RAAC in the dilapidations process

During the dilapidations process, disputes can arise between occupiers and property owners over whose obligation it is to remove unstable RAAC within a structure. In many cases, this obligation sits with the occupier, under the provisions of “repair” clauses, often due to the contextual nature of RAAC’s flaws.

In our experience, most RAAC issues are exacerbated by the failure of the occupier to properly maintain the asset’s wider structure, which has allowed deterioration – normally through exposure to moisture – to take place within the RAAC panelling.

To use a comparable example, this is similar to the need for an occupier to replace a warped timber deck – which has become damaged due to a badly maintained and leaky roof – under its “repair and ensure” clause. It is for this reason that, despite the insistence of some occupiers, RAAC exposure is rarely described as an “inherent defect”, to as to be excluded from the provisions of a repair clause.

Building owners may wish to align their approaches to occupiers with the well-established, and respected, agreements used to remediate against wood wool cement slab exposure. Wood wool cement consists of selected wood fibres coated with Portland cement and bonded together under pressure to produce flat slabs. It was previously common within British roofs and external walls due to its fire rating and perceived durability.
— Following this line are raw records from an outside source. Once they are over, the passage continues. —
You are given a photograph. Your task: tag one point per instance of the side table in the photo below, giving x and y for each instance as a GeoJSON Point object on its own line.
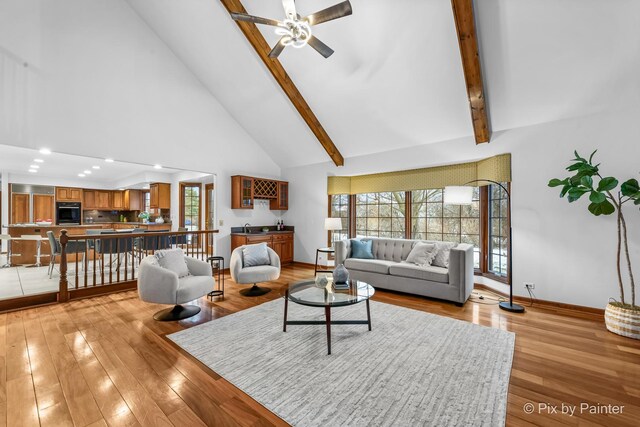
{"type": "Point", "coordinates": [217, 268]}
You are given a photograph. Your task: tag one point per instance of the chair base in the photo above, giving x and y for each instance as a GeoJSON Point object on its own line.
{"type": "Point", "coordinates": [178, 312]}
{"type": "Point", "coordinates": [255, 291]}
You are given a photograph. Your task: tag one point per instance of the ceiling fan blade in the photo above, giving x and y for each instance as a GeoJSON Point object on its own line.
{"type": "Point", "coordinates": [277, 49]}
{"type": "Point", "coordinates": [334, 12]}
{"type": "Point", "coordinates": [322, 48]}
{"type": "Point", "coordinates": [289, 8]}
{"type": "Point", "coordinates": [255, 19]}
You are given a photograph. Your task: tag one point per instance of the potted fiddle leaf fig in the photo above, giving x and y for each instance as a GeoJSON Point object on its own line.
{"type": "Point", "coordinates": [607, 197]}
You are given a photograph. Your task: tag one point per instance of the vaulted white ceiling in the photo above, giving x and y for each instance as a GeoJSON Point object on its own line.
{"type": "Point", "coordinates": [396, 78]}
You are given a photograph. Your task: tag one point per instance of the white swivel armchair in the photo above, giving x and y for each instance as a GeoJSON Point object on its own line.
{"type": "Point", "coordinates": [163, 286]}
{"type": "Point", "coordinates": [252, 275]}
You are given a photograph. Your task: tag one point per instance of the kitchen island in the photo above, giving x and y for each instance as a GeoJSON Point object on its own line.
{"type": "Point", "coordinates": [24, 251]}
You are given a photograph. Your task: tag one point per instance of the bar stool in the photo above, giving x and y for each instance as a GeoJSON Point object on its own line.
{"type": "Point", "coordinates": [7, 238]}
{"type": "Point", "coordinates": [38, 239]}
{"type": "Point", "coordinates": [217, 268]}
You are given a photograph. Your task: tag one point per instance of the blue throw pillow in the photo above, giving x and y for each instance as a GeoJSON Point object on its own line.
{"type": "Point", "coordinates": [361, 249]}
However, similar to RAAC, these slabs often faced structural issues when exposed to moisture, and within the dilapidations process it has long been accepted that occupiers should pay for removal where structural issues have arisen due to a failure to maintain water tightness.

Detailed consideration advised

Finally, property owners are seeing a growing number of issues arising from RAAC disputes under the provisions of S18 of the 1927 Landlord & Tenant Act. This section, which places a statutory limit upon the compensation that may be claimed by a building owner when an occupier fails to fulfil their repairing obligations, has been referenced by some occupiers to disincentivise owners from pursuing damages against occupiers.

This has arisen as the cost of RAAC remediation may be higher than the differential between an asset’s value in its current state of disrepair and the value of the asset had it been properly maintained, which is required under S18. With S18 capping compensation at this differential, many occupiers may try to refuse pursuing remediation – instead paying for the capped fee.

At Workman, our position is that courts will give greater credence to the weight of evidence of a property owner incurring a loss by undertaking remedial works, than a hypothetical valuation of what the property might be, whether in repair or not. Therefore, we often advise our clients to take an aggressive posture and argue for needed remediation under their agreed tenancies.

The prevalence of RAAC in commercial premises may be limited, but detailed consideration is strongly advised to avoid serious safety risks and, at the point of lease events or ahead of sale of an asset, a potentially very costly surprise.

National media interest may have subsided, but the challenges posed by RAAC have certainly not.